Algunos encuentros cambian el rumbo de tu vida. El documental GANAR AL VIENTO de Anne Dauphine Julliand,

 

GANAR AL VIENTO es un documental sobre el poder de la vida y la capacidadde recuperación.

El film cuenta la historia de cinco niños que están dispuestos a compartir con nosotros su vida cotidiana, sus dudas y sus alegrías.

Estos niños, entre todos los niños, tienen una particularidad. Imad, Amber, Charles, Camille y Tugdual, han sido diagnosticados con patologías graves, que los hacen muy maduros y conscientes del momento que viven y del poder “del ahora”. Pero por sobre de todo, siguen siendo niños.

Anne Dauphine Julliand, la directora, ha sido capaz de captar la inocencia y la decencia de estos seres increíbles, que realmente destacan entre los héroes de todos los días, y comparten con nosotros una lección de vida.

Esta película se hace para cambiar las ideas preconcebidas, sobre
la vida, la infancia, la resistencia y el poder del ahora.

INTENCIONES DE LA DIRECTORA
Algunos encuentros cambian el rumbo de tu vida. El documental GANAR AL VIENTO nació
de varios de esos encuentros.


El primero de todos fue el encuentro con Thais. Thais, mi hija con su nombre de princesa, que sufría de una enfermedad mortal con un nombre atroz: leucodistrofia metacromática. Cuando tenía sólo dos años de edad, Thais, abrió mi corazón y me enseñó a apreciar cada momento de la existencia. Me di cuenta que una hermosa vida no se mide por el número de sus años.
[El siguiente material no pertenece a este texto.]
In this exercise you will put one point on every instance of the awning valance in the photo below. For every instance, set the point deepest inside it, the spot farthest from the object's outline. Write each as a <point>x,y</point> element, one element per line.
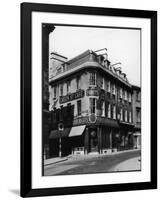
<point>56,134</point>
<point>77,130</point>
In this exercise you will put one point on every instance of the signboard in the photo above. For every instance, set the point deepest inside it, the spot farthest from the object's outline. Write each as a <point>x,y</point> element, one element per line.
<point>92,92</point>
<point>71,97</point>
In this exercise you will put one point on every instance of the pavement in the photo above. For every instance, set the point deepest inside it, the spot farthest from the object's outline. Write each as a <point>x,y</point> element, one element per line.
<point>83,157</point>
<point>128,165</point>
<point>54,160</point>
<point>98,163</point>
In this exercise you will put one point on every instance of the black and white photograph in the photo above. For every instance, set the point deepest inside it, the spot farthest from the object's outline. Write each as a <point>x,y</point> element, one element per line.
<point>91,99</point>
<point>88,99</point>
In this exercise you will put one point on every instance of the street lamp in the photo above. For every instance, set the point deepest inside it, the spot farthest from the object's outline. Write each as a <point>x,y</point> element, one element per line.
<point>60,130</point>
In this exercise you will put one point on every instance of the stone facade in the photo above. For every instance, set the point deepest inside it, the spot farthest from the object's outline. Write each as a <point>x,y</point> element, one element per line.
<point>101,97</point>
<point>136,103</point>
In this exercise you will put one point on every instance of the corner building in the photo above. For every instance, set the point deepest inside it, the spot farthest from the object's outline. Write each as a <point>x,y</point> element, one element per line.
<point>93,101</point>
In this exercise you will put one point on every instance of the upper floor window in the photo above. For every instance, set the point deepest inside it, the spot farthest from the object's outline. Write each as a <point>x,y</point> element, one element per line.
<point>102,82</point>
<point>92,105</point>
<point>68,85</point>
<point>130,117</point>
<point>114,111</point>
<point>129,97</point>
<point>120,92</point>
<point>121,114</point>
<point>55,91</point>
<point>137,95</point>
<point>125,95</point>
<point>78,82</point>
<point>138,114</point>
<point>92,80</point>
<point>109,110</point>
<point>61,89</point>
<point>113,89</point>
<point>125,115</point>
<point>79,107</point>
<point>108,86</point>
<point>103,108</point>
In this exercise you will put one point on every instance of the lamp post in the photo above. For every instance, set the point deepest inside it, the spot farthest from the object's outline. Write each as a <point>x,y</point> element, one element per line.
<point>60,130</point>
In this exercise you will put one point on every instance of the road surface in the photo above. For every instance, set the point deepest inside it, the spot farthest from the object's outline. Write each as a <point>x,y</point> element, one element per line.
<point>95,164</point>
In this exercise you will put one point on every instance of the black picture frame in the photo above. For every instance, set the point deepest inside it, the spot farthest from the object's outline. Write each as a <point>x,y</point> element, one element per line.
<point>26,103</point>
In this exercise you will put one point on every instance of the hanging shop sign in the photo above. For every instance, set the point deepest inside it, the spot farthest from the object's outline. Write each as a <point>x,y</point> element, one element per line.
<point>71,96</point>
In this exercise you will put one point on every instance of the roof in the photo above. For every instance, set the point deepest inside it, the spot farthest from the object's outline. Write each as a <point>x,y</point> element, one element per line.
<point>84,65</point>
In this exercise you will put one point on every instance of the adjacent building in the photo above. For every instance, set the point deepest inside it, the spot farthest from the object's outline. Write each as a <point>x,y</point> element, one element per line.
<point>91,105</point>
<point>136,104</point>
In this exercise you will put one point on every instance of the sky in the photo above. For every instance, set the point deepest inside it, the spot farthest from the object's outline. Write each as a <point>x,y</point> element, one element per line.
<point>123,45</point>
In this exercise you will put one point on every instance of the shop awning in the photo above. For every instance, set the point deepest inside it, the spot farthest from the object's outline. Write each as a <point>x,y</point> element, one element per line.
<point>137,134</point>
<point>56,134</point>
<point>77,130</point>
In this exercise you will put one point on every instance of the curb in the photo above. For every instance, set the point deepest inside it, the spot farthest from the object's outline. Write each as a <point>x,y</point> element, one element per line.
<point>56,162</point>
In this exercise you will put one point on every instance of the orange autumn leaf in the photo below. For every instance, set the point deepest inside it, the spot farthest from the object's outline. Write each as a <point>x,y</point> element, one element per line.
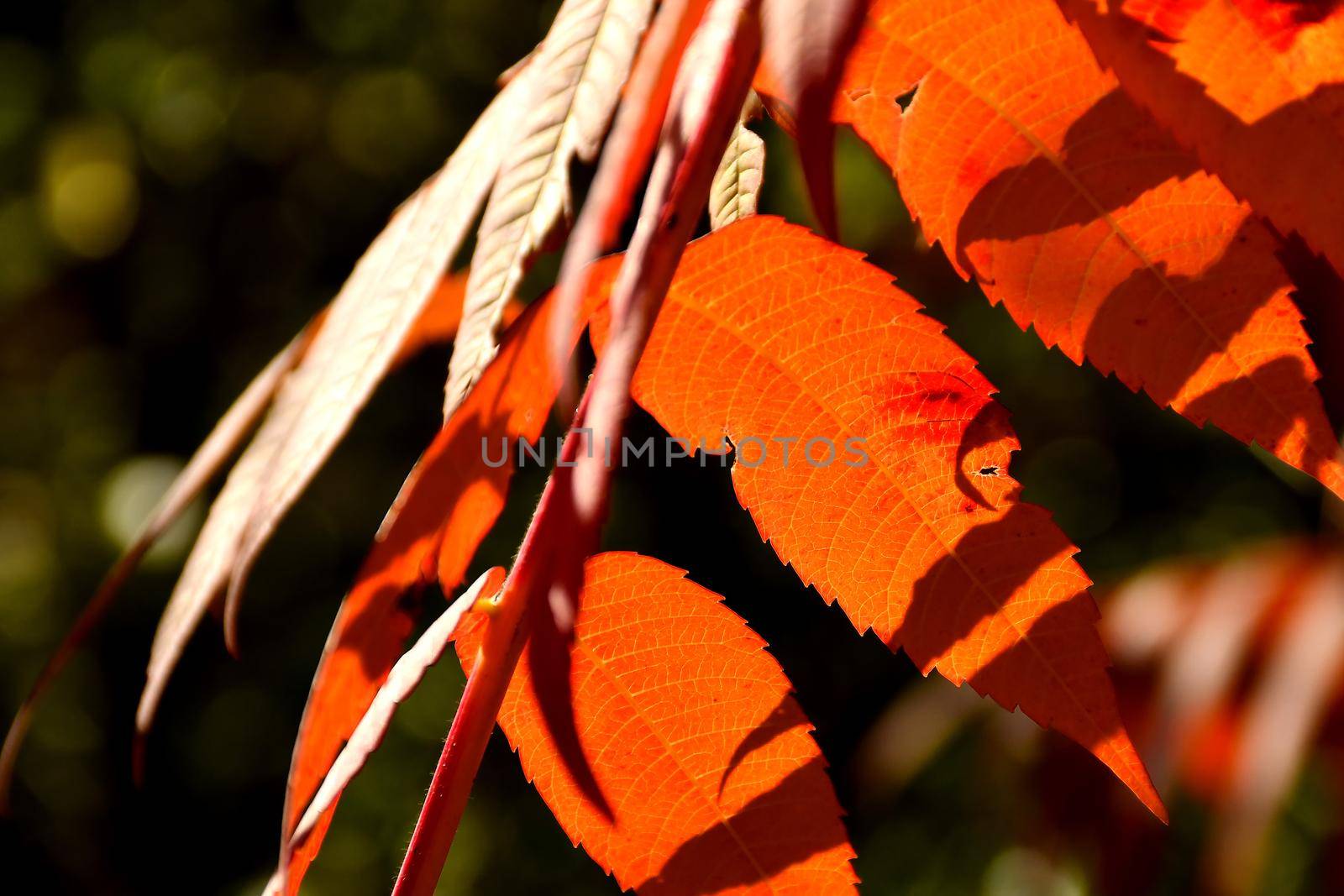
<point>709,762</point>
<point>1242,687</point>
<point>1073,208</point>
<point>444,511</point>
<point>925,542</point>
<point>1254,87</point>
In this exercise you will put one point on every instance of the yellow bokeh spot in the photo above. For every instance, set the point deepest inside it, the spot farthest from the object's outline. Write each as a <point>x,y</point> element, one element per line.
<point>91,194</point>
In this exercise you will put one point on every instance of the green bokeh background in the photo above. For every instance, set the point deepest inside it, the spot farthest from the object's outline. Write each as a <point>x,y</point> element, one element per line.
<point>181,184</point>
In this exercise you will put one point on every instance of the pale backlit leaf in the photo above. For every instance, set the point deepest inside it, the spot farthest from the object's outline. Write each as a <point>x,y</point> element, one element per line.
<point>580,71</point>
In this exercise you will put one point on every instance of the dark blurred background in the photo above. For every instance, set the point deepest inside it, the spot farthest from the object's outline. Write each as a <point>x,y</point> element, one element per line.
<point>183,183</point>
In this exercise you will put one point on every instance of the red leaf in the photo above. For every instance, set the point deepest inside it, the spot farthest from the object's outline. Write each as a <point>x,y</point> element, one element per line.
<point>447,506</point>
<point>1254,87</point>
<point>716,781</point>
<point>1068,204</point>
<point>925,542</point>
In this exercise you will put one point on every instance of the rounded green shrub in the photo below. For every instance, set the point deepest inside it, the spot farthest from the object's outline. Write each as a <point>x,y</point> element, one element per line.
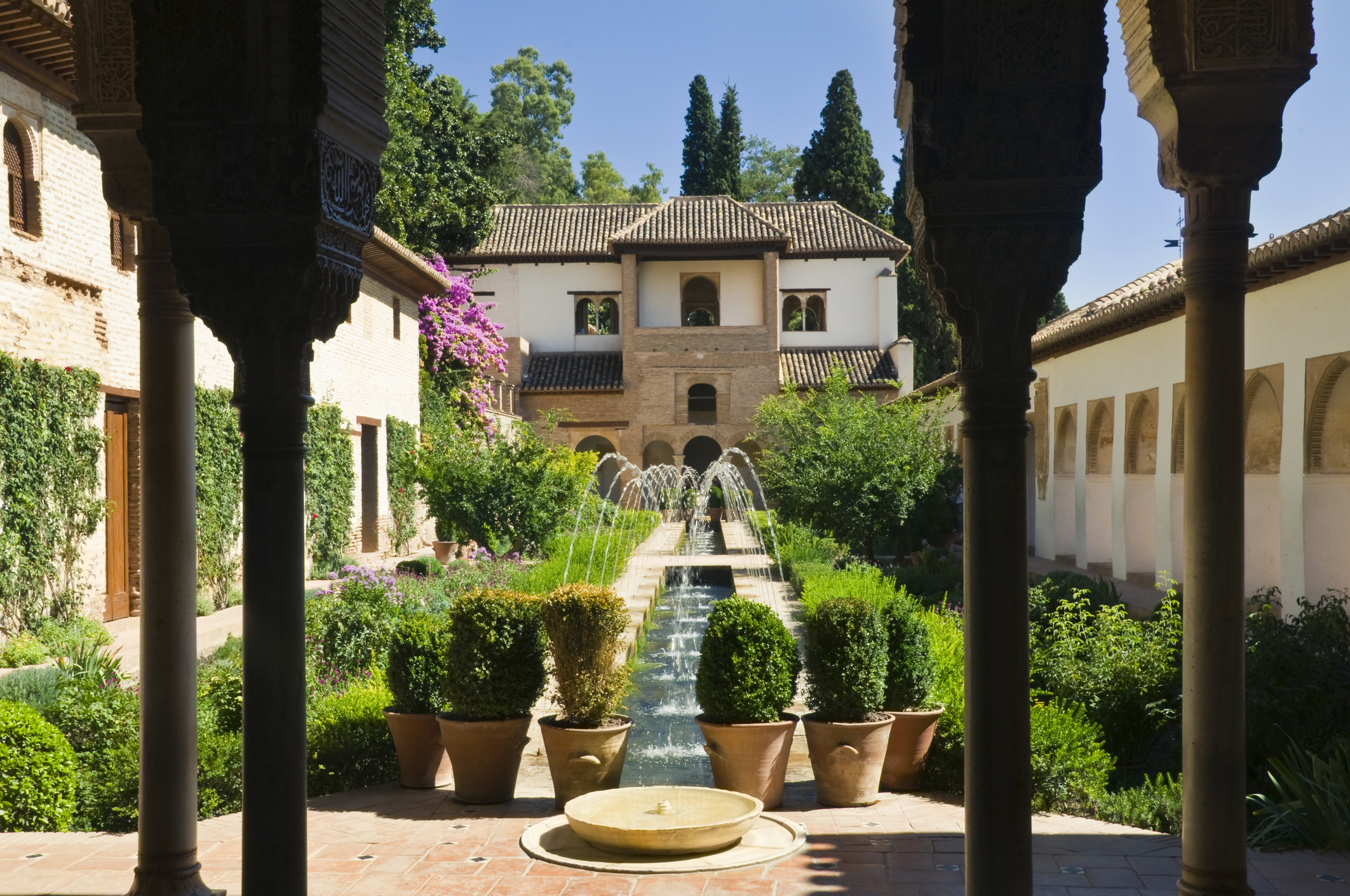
<point>586,628</point>
<point>37,772</point>
<point>846,660</point>
<point>424,567</point>
<point>494,667</point>
<point>910,668</point>
<point>417,662</point>
<point>748,664</point>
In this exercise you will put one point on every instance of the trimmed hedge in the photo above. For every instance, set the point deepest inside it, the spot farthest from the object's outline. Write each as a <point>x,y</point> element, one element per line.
<point>846,659</point>
<point>494,667</point>
<point>37,772</point>
<point>748,664</point>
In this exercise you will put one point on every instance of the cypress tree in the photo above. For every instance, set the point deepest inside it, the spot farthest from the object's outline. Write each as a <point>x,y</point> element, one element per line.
<point>935,337</point>
<point>699,141</point>
<point>726,169</point>
<point>837,164</point>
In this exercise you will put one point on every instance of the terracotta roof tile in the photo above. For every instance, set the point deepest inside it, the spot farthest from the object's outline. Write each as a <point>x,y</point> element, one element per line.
<point>574,371</point>
<point>861,366</point>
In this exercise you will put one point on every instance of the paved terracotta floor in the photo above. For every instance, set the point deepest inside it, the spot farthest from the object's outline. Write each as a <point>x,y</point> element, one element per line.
<point>423,843</point>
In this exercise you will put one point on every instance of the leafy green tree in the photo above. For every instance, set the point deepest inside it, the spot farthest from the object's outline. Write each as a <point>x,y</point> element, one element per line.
<point>839,164</point>
<point>848,465</point>
<point>767,171</point>
<point>726,164</point>
<point>936,349</point>
<point>436,191</point>
<point>701,134</point>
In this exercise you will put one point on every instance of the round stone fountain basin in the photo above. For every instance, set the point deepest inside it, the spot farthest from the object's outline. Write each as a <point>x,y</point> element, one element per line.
<point>663,821</point>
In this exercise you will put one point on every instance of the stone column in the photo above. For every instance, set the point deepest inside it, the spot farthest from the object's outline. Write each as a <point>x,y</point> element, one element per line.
<point>1214,83</point>
<point>994,236</point>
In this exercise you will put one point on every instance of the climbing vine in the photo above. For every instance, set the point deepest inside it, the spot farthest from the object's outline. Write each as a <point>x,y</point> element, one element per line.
<point>50,501</point>
<point>330,488</point>
<point>402,469</point>
<point>220,483</point>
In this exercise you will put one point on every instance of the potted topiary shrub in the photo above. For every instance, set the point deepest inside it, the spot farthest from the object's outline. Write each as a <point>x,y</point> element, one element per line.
<point>747,676</point>
<point>588,741</point>
<point>847,732</point>
<point>910,672</point>
<point>416,674</point>
<point>494,672</point>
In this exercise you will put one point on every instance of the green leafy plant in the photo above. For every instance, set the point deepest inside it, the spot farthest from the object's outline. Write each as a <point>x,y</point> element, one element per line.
<point>494,665</point>
<point>1156,805</point>
<point>910,670</point>
<point>50,488</point>
<point>402,474</point>
<point>1309,806</point>
<point>748,664</point>
<point>417,663</point>
<point>220,491</point>
<point>846,660</point>
<point>586,628</point>
<point>330,488</point>
<point>37,772</point>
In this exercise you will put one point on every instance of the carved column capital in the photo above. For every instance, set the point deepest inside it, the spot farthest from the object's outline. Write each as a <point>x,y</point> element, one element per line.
<point>1001,104</point>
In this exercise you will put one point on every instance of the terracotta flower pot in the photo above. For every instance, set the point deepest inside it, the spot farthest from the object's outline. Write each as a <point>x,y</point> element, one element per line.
<point>485,758</point>
<point>422,758</point>
<point>584,760</point>
<point>752,758</point>
<point>910,739</point>
<point>847,760</point>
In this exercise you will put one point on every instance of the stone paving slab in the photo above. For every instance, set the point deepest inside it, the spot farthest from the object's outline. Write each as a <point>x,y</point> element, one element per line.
<point>427,844</point>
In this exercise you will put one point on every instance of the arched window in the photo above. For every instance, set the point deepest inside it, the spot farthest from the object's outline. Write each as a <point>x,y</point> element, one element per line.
<point>17,166</point>
<point>703,404</point>
<point>698,304</point>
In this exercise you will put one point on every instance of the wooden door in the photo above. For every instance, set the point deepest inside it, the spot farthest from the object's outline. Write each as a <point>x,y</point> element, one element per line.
<point>118,603</point>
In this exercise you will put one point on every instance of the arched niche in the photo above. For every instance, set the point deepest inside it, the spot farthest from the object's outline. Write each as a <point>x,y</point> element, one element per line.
<point>699,305</point>
<point>1329,420</point>
<point>1261,425</point>
<point>701,451</point>
<point>1065,441</point>
<point>1141,448</point>
<point>658,452</point>
<point>1099,439</point>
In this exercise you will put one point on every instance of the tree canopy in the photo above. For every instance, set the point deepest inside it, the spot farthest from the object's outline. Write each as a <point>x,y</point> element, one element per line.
<point>839,164</point>
<point>848,465</point>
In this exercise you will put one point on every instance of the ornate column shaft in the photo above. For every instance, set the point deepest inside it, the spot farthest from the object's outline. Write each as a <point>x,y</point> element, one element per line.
<point>166,861</point>
<point>1213,80</point>
<point>1001,107</point>
<point>264,124</point>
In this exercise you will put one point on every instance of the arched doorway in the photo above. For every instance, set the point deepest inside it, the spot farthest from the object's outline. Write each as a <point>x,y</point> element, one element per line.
<point>701,451</point>
<point>608,472</point>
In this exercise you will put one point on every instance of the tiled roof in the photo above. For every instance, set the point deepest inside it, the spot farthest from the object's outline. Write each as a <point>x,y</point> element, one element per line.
<point>574,371</point>
<point>863,366</point>
<point>821,229</point>
<point>1160,295</point>
<point>589,232</point>
<point>699,219</point>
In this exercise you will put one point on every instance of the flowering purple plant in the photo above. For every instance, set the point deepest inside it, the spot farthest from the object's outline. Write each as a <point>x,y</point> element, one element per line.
<point>459,333</point>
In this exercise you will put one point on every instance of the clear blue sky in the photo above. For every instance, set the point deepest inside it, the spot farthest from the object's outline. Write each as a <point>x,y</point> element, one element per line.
<point>632,64</point>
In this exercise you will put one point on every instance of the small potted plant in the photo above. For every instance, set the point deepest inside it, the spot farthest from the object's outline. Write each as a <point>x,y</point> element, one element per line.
<point>588,741</point>
<point>416,671</point>
<point>494,671</point>
<point>747,676</point>
<point>910,672</point>
<point>847,732</point>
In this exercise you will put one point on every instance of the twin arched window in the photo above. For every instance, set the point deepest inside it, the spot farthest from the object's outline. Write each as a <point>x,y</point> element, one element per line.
<point>597,316</point>
<point>804,316</point>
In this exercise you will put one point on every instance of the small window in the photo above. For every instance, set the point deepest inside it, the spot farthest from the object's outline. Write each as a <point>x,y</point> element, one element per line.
<point>703,404</point>
<point>597,316</point>
<point>698,303</point>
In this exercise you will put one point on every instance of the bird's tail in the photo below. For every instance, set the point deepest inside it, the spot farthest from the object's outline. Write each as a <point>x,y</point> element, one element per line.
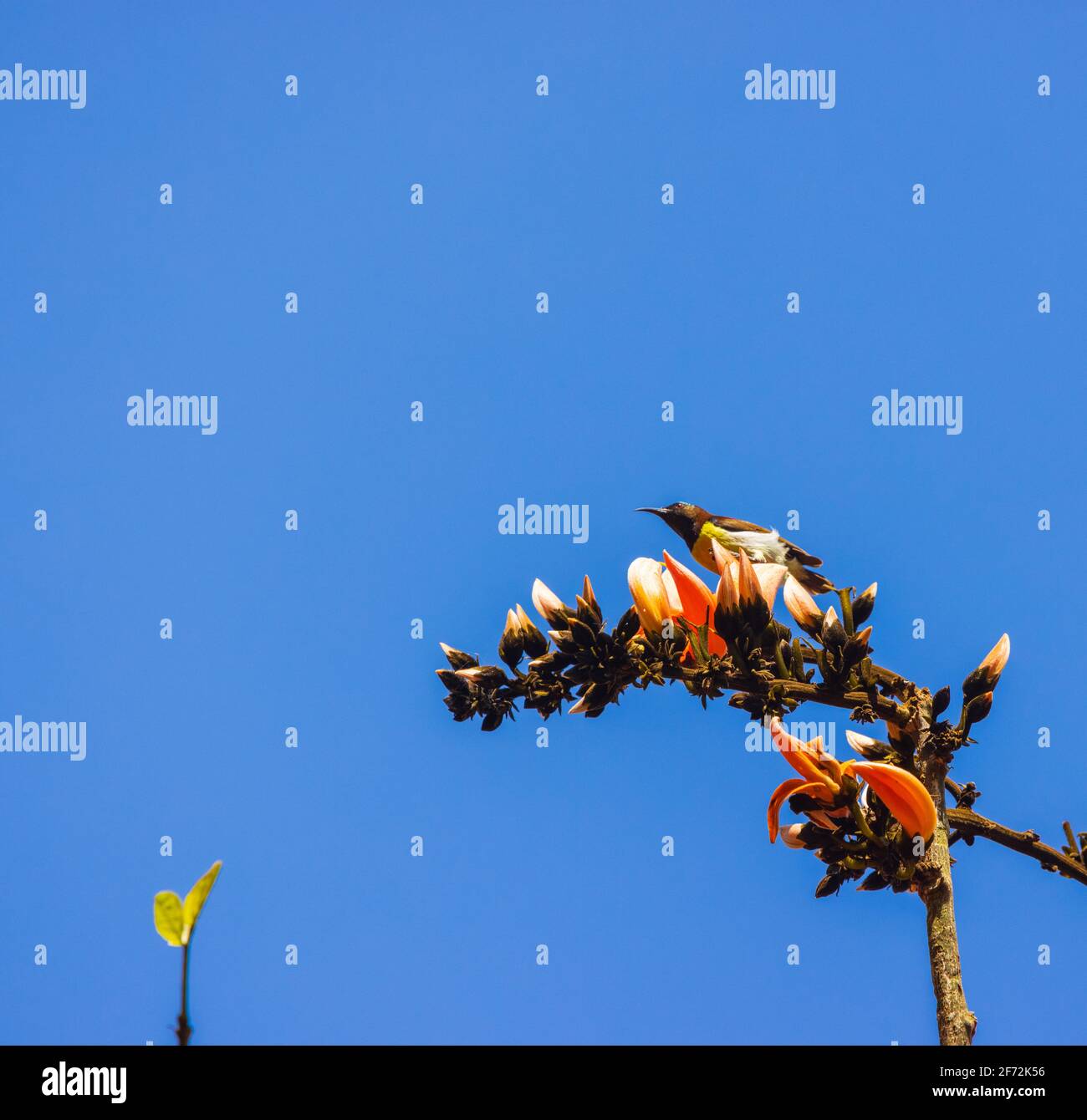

Con el tiempo, me encontré con un número de familias afectadas por la enfermedad de un niño. Ellos abrieron mis ojos. Una vez más, fui testigo del poder de la “despreocupación” de esos niños, y entendí hasta que punto su visión de la vida podía alterar la nuestra. Quería compartir esto con tanta gente como pudiera. Quería contar esa historia y mostrarlo de una

manera irrefutable: a través de las palabras y las percepciones de los niños.

El proyecto dio un gran paso hacia adelante cuando me encontré con el productor francés Edourad Vésinne, quien se enamoró inmediatamente de la idea de la película. Su entusiasmo me ha convencido de la universalidad del tema. No resuena sólo en aquellos que tienen una experiencia personal de ese tipo, sino que encuentra eco en todos y cada uno de nosotros a través de la intuición y la percepción de la vida con la que todos estamos familiarizados, porque todos hemos sido niños capaces simplemente de amar la vida.

La película entonces comenzó a tomar forma a través de encuentros con valiosos aliados, inevitablemente responsables del cuidado de los niños: salas de los hospitales, unidades de cuidados paliativos, profesionales de la salud en el hogar, organismos sin fines de lucro y de apoyo de los niños enfermos y sus familias. Ellos confiadamente nos abrieron sus puertas, porque el tema de la película es la razón de su trabajo y su compromiso: añadir vida a los días, todos los días.

Ellos nos acompañaron a través de los encuentros más hermosos del proyecto. Los encuentros con los valientes y luchadores, el corazón vivo del documental: los niños.

Es tan emocionante ver cómo los niños nos integraron tan rápidamente en sus mundos, y nos invitaron, con gran sencillez para compartir sus mejores momentos, así como sus momentos más difíciles.

A lo largo del rodaje llegamos a conocernos, como en el Principito de Saint-Exupéry, “creando lazos” que nos permitieron, cada día, “Siéntate un poco más cerca” Y una vez que logramos esa proximidad, nosotros mismos nos colocamos a su nivel, figurativa y literalmente, con el fin de registrar sus palabras. El regalo más hermoso.